El estudiante de arquitectura, que se ha refugiado como es de rigor de la carga de la policía en un portal con la joven estudiante de pintura, ve por casualidad los bocetos de su carpeta. Atraído por ella, le cuestiona no obstante que pinte como los pintores muertos. Debería, le dice, ser rompedora, dar rienda suelta a su imaginación como hacen en su escuela, pese a que sólo trascienda de ella su fama de comunista y reprochable moral.
Si los responsables de “Bauhaus” (Gregor Schnitzler, 2019), que ayer mismo anunció Filmin entraba a formar parte de su catálogo, son los que han puesto esas palabras en los labios de ese actor, uno se pregunta, sin obtener respuesta convincente, cómo, rodando el innovador mundo de la Bauhaus, han sido capaces de elaborar una película tan, tan, pero tan convencional, hasta el ridículo y el sopor.

Por suerte, mientras se va haciendo otra cosa, se puede ir mirando de tanto en tanto la pantalla, porque entre un tópico y el siguiente aparecen en ella los espacios y colores de la vieja Bauhaus de Weimar o de la nueva de Dessau y los luminosos diseños que surgieron de una y otra.
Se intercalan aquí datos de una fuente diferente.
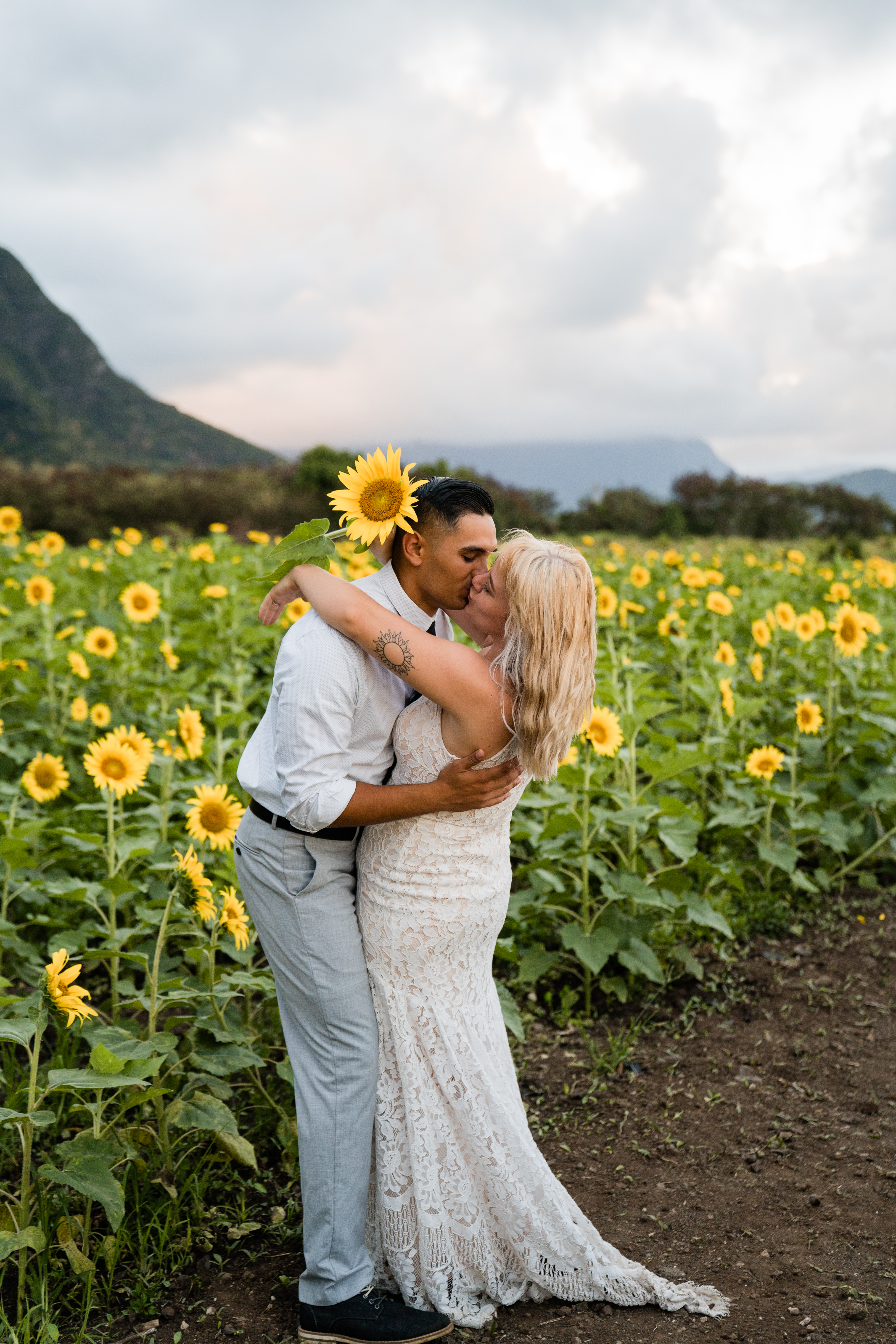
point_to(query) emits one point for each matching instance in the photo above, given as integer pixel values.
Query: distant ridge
(573, 470)
(876, 480)
(62, 405)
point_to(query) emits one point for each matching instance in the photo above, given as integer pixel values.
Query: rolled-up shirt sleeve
(322, 689)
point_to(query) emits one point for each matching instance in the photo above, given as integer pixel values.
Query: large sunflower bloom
(101, 642)
(140, 603)
(719, 604)
(602, 730)
(190, 729)
(214, 815)
(66, 995)
(46, 777)
(378, 497)
(38, 589)
(764, 761)
(194, 871)
(113, 764)
(234, 917)
(809, 718)
(851, 636)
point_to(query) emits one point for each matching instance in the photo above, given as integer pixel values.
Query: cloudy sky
(361, 221)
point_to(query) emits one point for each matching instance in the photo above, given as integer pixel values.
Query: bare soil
(756, 1151)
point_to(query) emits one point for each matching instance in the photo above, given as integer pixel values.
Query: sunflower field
(737, 771)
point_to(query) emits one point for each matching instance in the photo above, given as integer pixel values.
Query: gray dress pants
(300, 893)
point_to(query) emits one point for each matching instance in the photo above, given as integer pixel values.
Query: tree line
(81, 503)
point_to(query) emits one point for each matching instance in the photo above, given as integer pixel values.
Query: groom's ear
(413, 548)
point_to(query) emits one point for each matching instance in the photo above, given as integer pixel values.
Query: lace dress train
(464, 1210)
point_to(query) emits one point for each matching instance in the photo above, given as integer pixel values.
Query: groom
(315, 769)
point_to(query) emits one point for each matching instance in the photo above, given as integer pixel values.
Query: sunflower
(692, 577)
(115, 765)
(40, 591)
(608, 601)
(764, 761)
(672, 626)
(808, 716)
(195, 874)
(79, 666)
(719, 604)
(66, 995)
(137, 742)
(602, 730)
(101, 642)
(140, 603)
(296, 609)
(806, 628)
(169, 655)
(851, 636)
(52, 544)
(46, 777)
(234, 917)
(761, 634)
(190, 728)
(377, 498)
(214, 815)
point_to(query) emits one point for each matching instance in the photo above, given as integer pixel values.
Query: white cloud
(373, 221)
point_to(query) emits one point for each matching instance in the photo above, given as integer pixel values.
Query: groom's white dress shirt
(331, 714)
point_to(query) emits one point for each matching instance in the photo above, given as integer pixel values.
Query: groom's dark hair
(444, 500)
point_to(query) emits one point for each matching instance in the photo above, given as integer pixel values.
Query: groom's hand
(464, 788)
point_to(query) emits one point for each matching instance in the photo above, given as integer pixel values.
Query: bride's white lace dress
(464, 1209)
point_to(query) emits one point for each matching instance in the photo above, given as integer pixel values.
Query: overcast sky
(367, 222)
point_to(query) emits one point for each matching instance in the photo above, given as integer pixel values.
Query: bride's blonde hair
(550, 647)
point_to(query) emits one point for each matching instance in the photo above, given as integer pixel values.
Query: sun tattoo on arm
(394, 651)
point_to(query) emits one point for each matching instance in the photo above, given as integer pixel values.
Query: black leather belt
(285, 824)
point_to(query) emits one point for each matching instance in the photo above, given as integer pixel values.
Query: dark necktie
(416, 695)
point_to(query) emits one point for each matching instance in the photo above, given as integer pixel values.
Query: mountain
(876, 480)
(571, 470)
(61, 404)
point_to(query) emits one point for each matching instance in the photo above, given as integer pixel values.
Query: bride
(464, 1210)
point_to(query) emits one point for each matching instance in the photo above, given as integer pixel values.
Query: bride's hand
(383, 550)
(279, 599)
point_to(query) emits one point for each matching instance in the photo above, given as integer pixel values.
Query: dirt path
(757, 1151)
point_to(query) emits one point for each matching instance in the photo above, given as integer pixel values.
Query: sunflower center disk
(381, 500)
(214, 818)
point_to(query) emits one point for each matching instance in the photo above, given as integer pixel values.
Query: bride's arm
(448, 674)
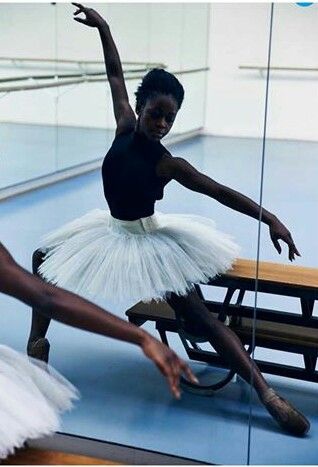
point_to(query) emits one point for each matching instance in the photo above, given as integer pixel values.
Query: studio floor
(123, 397)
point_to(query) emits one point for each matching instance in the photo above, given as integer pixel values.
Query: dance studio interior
(249, 122)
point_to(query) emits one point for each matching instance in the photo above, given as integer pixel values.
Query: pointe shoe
(39, 349)
(285, 414)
Sale, por su nombre, el personaje de Gropius (dando un aparatoso y totalmente ilógico doble salto mortal su comportamiento) y la monilla protagonista (otro anzuelo para acudir a la horrorosa función, que te hace enfrentar también a la no mona pero simpática lesbiana, luego veremos que por causa de un trauma) fabrica por el principio los coloridos juguetes de Alma Siedhoff-Buscher para poder tener ingresos con los que seguir estudiando.

Si alguien hiciera el caritativo trabajo de seleccionar unas cuantas escenas en que aparecen esos espacios y obras, siempre reconfortantes, quitando de su banda sonora tanto el rastro de la tópica batalla de la protagonista contra las ideas conservadoras familiares como la frecuente repetición (estilo slogan) de venga proclamas en los diálogos con supuestos pensamientos progresistas de profesores y alumnos, quizás podría llegarse a ver el resultado sin resultar dañado por tanta ñoñería y estereotipo.